Social Media

Category Archives for reliability-engineering

Best Tech Book I’ve Read This Year

I had seen Site Reliability Engineering: How Google Runs Production Systems by Betsy Beyer(Editor) and Chris Jones(Editor) discussed on tech forums for a while before I bought it. The posts were all saying how thought provoking the book was, and how it led the developers to change their approach to building applications. I could totally relate to this after reading the book.

The book is a blueprint for how google manages services, and is structured as a collection of essays covering subjects including –

  • Structure of Googles Applications
  • Risk and SLA’s
  • Monitoring and Automation

The advantage of this approach is you can focus on the chapters which are most relevant to you, so if you are supporting a 1bn users you will have different needs than someone who wants a side project to self manage itself.

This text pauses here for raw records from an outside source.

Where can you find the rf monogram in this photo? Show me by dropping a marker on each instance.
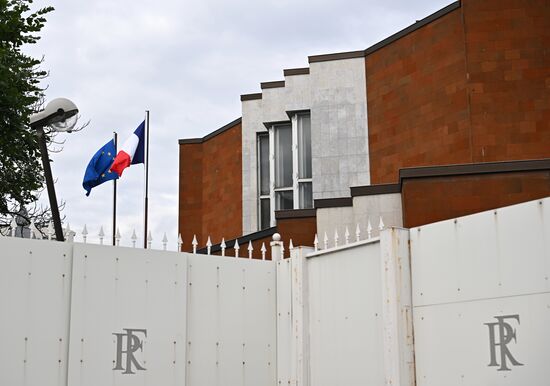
(501, 334)
(127, 344)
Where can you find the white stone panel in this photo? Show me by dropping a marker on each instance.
(339, 127)
(335, 93)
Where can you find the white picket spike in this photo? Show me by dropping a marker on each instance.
(34, 230)
(223, 246)
(263, 250)
(250, 249)
(84, 234)
(134, 238)
(13, 227)
(208, 246)
(164, 241)
(236, 247)
(118, 236)
(101, 235)
(69, 236)
(369, 229)
(194, 243)
(180, 242)
(316, 243)
(50, 230)
(149, 240)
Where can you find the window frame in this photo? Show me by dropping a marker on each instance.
(296, 180)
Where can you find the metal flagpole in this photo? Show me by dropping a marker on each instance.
(114, 191)
(146, 177)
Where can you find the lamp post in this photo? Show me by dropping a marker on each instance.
(56, 115)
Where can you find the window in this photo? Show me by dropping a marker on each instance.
(284, 168)
(263, 178)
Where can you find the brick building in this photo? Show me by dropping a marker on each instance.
(447, 117)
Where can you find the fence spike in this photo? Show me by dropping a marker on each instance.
(208, 246)
(316, 243)
(134, 238)
(34, 230)
(236, 247)
(194, 243)
(250, 249)
(84, 234)
(13, 227)
(149, 240)
(223, 246)
(101, 235)
(69, 235)
(117, 237)
(50, 230)
(164, 241)
(369, 229)
(180, 242)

Site Reliability Engineer – SRE

The basic idea of a Site Reliability Engineer is that developers develop systems that support the deployed application. Specifically creating structures that monitor, scale and self repair. This means that the application can scale itself. Obviously its not that easy, and google ceases work on Site Reliability once the SLA has been reached, and interestingly if the SLA isnt reached in a given time period then they will stop the service themselves to check for other systems relying on the service

Key Things I Learned

  • Monitoring and Health Checks – From a Java point of view I can monitor and write health check statistics and monitor these through prometheus.io, and build alerting on top
  • SLA – The SLA does not have to be all encompassing – for example if you cant serve images, but can provide a text based service then you can split the SLA
  • Simplicity – The most important thing a developer can learn is to keep it simple

I did feel that there was a lot of material for large teams, and not every workplace has the skills for a dedicated SRS team. In these circumstances it is important for each layer to accept part of the responsibility. As a developer the most important thing I can do is keep it simple, and make metrics available.

Conclusion

My advice is to get this book, and choose the principles that best suit your organisation.